The H2O2 concentration was detected by using UV–vis spectra with TiOSO4 chromogenic reagent. Specifically, 9 mL of cathodic electrolyte was mixed with 1 mL of TiOSO4 chromogenic reagent composed of titanium (IV) sulfate (14 mg) and concentrated sulfuric acid (0.2 mL). The diluted sulfuric acid can hydrolyze titanium sulfate into titanium oxysulfate (TiOSO4), and react with H2O2 in the cathodic electrolyte to form a yellow complex according to the following equations:

$$Ti{(S{O}_{4})}_{2}+{H}_{2}O=TiOS{O}_{4}+{H}_{2}S{O}_{4}$$
(6)
$$TiOS{O}_{4}+{H}_{2}{O}_{2}=[TiO({H}_{2}{O}_{2})]S{O}_{4}(Yellow\;complex)$$
(7)

Subsequently, the amount of H2O2 was detected by analyzing the homogeneous mixed solution through UV–vis spectroscopy at the wavelength of 408 nm (supplementary Fig. 2).

The H2O2 yield (mol g−1cat h−1) and Faradaic efficiency (FE) for the H2O2 production were calculated according to the equation:

$$Yield=\frac{{C}_{{H}_{2}{O}_{2}}{V}_{electrolyte}}{t\,{m}_{cat}}$$
(8)
$$FE\,(\%)=\frac{2F{C}_{{H}_{2}{O}_{2}}{V}_{electrolyte}}{34It}\times 100\%$$
(9)

Where \({C}_{{H}_{2}{O}_{2}}\) is H2O2 concentration (mol L−1), \({V}_{electrolyte}\) is the volume of cathodic electrolyte (L), F is the Faraday constant (96485 C mol−1), 34 is the molar mass of H2O2, t is reaction duration, I is the applied steady current and \({m}_{cat}\) is catalyst mass loading (mg cm−2).

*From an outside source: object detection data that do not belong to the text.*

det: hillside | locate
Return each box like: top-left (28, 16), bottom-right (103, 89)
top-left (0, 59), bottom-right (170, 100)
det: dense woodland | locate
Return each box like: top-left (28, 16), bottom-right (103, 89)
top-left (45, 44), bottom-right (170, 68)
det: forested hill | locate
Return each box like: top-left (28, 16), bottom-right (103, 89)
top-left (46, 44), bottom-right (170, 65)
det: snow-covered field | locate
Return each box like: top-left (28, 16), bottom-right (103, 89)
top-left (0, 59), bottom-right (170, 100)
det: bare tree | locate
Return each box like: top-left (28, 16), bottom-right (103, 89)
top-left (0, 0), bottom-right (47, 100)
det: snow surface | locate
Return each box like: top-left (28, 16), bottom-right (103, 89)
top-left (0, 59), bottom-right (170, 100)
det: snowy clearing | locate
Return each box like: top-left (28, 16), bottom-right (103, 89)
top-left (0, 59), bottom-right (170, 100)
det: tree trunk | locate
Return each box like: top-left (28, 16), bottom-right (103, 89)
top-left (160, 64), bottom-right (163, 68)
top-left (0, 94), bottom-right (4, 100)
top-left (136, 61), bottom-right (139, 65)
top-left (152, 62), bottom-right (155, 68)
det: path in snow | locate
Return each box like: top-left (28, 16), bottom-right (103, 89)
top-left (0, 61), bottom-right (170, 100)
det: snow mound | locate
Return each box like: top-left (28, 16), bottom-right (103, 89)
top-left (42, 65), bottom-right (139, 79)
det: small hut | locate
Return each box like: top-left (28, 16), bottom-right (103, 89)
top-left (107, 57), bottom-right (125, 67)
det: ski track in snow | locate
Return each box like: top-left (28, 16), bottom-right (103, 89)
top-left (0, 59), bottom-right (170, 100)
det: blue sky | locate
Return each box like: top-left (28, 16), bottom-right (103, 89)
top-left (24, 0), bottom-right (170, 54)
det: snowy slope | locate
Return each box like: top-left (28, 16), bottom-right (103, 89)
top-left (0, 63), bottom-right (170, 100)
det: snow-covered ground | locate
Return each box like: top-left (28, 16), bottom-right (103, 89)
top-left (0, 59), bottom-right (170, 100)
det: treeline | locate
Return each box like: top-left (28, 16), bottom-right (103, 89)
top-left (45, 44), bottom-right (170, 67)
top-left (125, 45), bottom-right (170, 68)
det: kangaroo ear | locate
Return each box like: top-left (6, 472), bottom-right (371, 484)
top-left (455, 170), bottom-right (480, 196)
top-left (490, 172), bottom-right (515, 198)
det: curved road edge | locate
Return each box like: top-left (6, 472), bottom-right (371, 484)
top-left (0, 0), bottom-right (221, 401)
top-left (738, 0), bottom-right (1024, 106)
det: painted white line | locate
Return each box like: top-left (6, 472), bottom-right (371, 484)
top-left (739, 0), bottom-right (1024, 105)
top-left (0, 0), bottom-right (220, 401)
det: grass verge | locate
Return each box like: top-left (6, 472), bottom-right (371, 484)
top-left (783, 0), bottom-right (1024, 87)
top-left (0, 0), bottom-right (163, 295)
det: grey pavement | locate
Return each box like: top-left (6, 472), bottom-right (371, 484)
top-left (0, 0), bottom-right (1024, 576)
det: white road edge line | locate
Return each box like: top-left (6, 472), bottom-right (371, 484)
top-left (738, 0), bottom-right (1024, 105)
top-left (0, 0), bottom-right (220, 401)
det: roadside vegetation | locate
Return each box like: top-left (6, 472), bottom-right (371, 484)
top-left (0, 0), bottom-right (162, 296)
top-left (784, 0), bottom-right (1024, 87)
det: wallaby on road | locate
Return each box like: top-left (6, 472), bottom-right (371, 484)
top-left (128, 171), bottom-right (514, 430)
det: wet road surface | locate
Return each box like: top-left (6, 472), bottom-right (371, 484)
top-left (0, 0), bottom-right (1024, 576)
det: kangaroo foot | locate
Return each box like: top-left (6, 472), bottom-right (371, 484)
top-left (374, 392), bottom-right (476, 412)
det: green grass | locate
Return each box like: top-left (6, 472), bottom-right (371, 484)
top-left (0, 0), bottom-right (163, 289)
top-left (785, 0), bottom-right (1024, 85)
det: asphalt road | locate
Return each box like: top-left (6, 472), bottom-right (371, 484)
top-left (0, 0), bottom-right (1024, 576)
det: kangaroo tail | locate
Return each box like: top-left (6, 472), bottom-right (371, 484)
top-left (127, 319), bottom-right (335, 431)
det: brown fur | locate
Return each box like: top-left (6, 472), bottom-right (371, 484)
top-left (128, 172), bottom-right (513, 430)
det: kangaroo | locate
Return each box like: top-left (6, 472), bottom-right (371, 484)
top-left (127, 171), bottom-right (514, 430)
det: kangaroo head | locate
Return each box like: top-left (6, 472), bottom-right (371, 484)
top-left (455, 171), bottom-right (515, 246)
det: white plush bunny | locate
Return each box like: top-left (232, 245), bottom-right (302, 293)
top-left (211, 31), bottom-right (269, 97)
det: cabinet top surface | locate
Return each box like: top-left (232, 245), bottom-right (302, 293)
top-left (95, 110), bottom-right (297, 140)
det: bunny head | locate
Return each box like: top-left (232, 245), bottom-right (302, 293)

Operando Raman spectroscopy

Operando Raman spectra were collected on a high-resolution Raman spectrometer equipped with external optical path and CHI1140C electrochemical workstation. Firstly, a catalyst ink was prepared by mixing 10 mg of catalyst powder and 60 μL of Nafion in 1.0 mL of ultrapure water, which was then sprayed on a carbon paper (2.5 cm × 2.5 cm). The catalyst-coated carbon paper, Pt foil and Ag/AgCl electrode were employed as working, counter and reference electrodes, respectively. A flow-type cell with transparent module was designed to assemble above electrodes and construct three-phase interfaces for exposing to laser light. All of the detected spectra were collected with 532 nm laser wavenumber in the same working environment.

Prototype device assembly

The device was assembled into a standalone box (size: 15 cm × 15 cm × 19 cm) composed of battery power, gas pump, two peristaltic pumps, electrolysis cell and two flasks for holding electrolytes. The electrocatalytic performances of this prototype device have been tested in natural air. To explore the potential utilization for degradation experiment, rhodamine B (Concentration: 0.03 mg mL−1) was added into cathodic electrolyte during the operation of prototype device.